We also require the thread local vector of roots to be readable and `clear`able
at any time, so we had to write our own vector, the `SignalVec`, which does
exactly this.



## Performance

The big question is how this performs.



## Project Structure

CMR itself is located in the `src` directory. Example data structures are in
`data-structures`, and benchmarks of these are in `benchmarks`. For comparison,
similar benchmarks for Crossbeam and mutexes from the standard library are in
`extern-benchmarks`.

Prior to Rust 1.32, programs usually had `jemalloc` bundled, which caused some
issues with `cmr`: since we are tracking the allocations, but not the types of
the allocation, we pass in wrong `Layout` arguments to the
`std::alloc::dealloc` function. `jemalloc` depended on this to be correct, and
caused a few issues, so we have a hack for it in `jemalloc-free-hack`, ensuring
that we call `jemallocator::ffi::free` instead of the variant taking the layout
as a parameter.


# Current Shortcommings
## Should *I* use CMR?

We do not run destructors when memory is freed. This turned out to be difficult, as we needed to
decide at runtime whether the type dropped implenented `Drop` or not. This might be possible with
some trick.
While I am happy with how CMR turned out, I don't think I can properly avocate
for using CMR in any setting but for experimenting with Rust. There are a few
reasons for this: (1) due to it's coupling with the operating system, it is
really only usable on Linux, (2) it's overhead is higher than that of epochs in
Crossbeam, (3) the project is not actively maintained[^activity]

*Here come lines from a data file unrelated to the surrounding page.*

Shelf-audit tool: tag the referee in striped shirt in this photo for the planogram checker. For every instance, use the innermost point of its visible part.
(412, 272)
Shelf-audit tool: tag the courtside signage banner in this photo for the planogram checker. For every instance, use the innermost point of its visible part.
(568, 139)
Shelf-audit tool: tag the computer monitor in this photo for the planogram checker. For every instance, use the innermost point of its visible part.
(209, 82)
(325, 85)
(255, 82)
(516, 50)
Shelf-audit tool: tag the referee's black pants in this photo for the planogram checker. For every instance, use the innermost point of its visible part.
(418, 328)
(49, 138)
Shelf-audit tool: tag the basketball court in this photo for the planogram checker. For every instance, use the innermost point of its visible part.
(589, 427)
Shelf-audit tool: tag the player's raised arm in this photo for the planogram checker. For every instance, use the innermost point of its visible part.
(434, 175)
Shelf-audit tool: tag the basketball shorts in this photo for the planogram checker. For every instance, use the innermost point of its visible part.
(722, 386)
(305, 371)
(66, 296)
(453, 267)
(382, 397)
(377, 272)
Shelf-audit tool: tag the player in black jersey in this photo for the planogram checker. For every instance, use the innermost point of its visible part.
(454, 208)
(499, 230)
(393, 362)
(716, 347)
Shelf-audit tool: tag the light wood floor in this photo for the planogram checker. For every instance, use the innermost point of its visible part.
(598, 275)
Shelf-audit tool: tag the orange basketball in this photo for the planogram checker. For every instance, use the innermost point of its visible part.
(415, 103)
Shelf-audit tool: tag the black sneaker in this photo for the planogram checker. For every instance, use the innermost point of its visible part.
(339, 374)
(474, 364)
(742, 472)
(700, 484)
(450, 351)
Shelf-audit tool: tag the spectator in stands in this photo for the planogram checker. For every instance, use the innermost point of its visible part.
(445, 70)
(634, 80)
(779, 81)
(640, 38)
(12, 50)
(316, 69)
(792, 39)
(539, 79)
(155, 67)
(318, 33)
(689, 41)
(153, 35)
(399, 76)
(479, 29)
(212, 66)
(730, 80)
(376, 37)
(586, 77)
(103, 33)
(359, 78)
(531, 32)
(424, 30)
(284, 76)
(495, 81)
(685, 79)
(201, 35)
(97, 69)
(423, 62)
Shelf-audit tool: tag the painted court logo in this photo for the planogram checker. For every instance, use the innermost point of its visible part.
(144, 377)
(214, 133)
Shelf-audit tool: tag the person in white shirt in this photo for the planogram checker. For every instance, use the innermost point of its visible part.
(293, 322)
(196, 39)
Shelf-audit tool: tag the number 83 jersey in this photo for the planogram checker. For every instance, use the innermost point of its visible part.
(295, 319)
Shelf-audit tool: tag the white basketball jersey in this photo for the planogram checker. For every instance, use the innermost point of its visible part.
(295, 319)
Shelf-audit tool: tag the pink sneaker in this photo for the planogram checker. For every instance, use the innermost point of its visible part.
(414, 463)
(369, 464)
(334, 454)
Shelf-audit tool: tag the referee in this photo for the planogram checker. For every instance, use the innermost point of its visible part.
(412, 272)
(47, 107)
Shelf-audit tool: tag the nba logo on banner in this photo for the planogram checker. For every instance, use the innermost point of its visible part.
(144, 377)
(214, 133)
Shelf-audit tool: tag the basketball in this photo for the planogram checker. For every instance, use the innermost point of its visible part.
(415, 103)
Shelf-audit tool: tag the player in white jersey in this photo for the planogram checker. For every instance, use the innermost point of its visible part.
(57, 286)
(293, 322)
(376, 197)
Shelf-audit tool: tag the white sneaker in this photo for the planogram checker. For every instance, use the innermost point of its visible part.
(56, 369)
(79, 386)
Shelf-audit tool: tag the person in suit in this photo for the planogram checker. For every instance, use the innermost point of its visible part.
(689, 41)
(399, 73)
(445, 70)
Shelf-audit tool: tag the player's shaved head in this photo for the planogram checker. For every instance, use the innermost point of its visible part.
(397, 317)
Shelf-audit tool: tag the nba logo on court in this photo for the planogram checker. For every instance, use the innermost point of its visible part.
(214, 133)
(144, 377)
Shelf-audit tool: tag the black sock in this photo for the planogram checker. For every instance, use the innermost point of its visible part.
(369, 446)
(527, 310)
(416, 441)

Most operations that CMR exposes uses atomics; these always use the `SeqCst` ordering. This is
mainly done for simplicity, although correctness of the system as a whole may suffer if the user is
allowed to specify more relaxed orderings. Experimental benchmarks show that the performance of CMR
does not suffer from this, at least not on x86.


[crossbeam-epoch]: https://github.com/crossbeam-rs/crossbeam-epoch
[thesis]: https://github.com/martinhath/master-thesis/blob/master/thesis.pdf
[^fork]: Strictly speaking, this is not the case, since we use `fork()` to
  branch out a new process in which we run the reachability. Due to CoW
  semantics of memory pages as implemented by the operating system, the OS have
  to clone all pages that are changed while the child process still runs.
[^forkscan]: TODO: link here.
[^master]: TODO: link here.
[^activity]: I suppose this does not need to be a hard requiremeny for a
  library to be used, but it also means that feature requests, like Windows
  support, will probably not be implemented.